We all know that eco-labels have gone haywire in the last few years. It seems like practically every product on the shelf supports some sort of green leaf telling you how environmentally friendly it is, but is it real or a bunch of bunk? Consumer Reports is helping us sort through the hype with a new iPhone app called Eco-Label.
The app is $0.99 on iTunes and probably will save you that much and more in headache medicine. It is essentially a mobile version of Greenerchoices.org, which provides independent reviews of common terms on labels and says which are meaningful or not.When you're in a store, you can search alphabetically or by product, and get information about what you're looking at on the shelf. You can also get a label "report card" that will tell you which labels are making truthful claims and which are full of, well, you know.

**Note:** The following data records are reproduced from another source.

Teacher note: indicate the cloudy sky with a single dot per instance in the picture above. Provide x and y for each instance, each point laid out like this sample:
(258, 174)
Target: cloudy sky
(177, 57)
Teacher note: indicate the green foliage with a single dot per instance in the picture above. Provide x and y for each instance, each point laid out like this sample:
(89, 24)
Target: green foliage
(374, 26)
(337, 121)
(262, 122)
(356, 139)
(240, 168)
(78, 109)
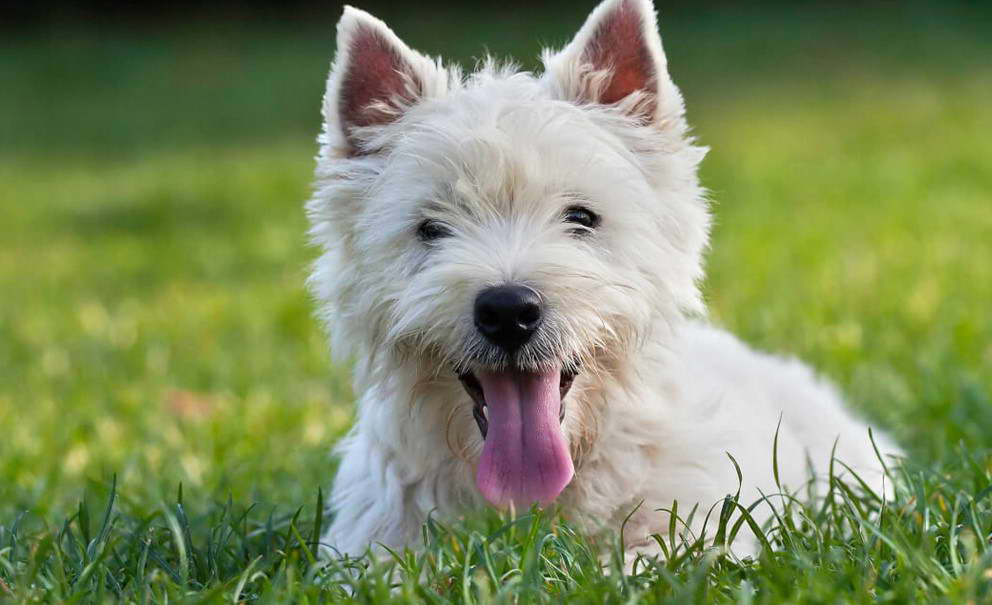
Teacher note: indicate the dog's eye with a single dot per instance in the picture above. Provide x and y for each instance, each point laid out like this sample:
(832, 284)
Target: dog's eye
(583, 219)
(431, 230)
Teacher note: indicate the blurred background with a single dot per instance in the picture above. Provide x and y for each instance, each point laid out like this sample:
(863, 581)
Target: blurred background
(154, 161)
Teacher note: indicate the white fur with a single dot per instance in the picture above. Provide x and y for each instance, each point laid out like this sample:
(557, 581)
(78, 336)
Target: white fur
(661, 399)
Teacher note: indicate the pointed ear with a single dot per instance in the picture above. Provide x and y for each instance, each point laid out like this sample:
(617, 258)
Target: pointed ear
(617, 59)
(375, 78)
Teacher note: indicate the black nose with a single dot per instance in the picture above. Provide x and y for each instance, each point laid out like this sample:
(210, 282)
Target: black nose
(508, 315)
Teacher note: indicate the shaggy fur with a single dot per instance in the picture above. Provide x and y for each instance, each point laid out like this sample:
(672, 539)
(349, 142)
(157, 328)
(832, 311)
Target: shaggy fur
(496, 156)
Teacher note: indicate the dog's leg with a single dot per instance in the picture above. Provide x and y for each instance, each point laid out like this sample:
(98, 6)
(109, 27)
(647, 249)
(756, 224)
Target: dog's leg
(367, 502)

Consumer Reports writes, "The best labels are meaningful, verified, consistent, transparent, and independent. They are those that have been developed with broad public and industry input. General claims are those made voluntarily by the company and certified claims are generally those that have been approved by another certification group. While the term"organic" is highly meaningful on most foods, some products that claim to be such, like fish or fertilizers, do not have to meet the standards of the National Organic Program. Sustainable labels should address environmental, social and/or health concerns regarding products and production practices. Labels vary in breadth and depth of coverage, even very specific labels like "no growth promoters," can add value to the conventional baseline."
The short story is eco-labels have become a confusing overload of untrustworthy information, and an app like this -- or that of GoodGuide and other trusted non-profits and organizations -- can help you make sense of it all and make the best purchases.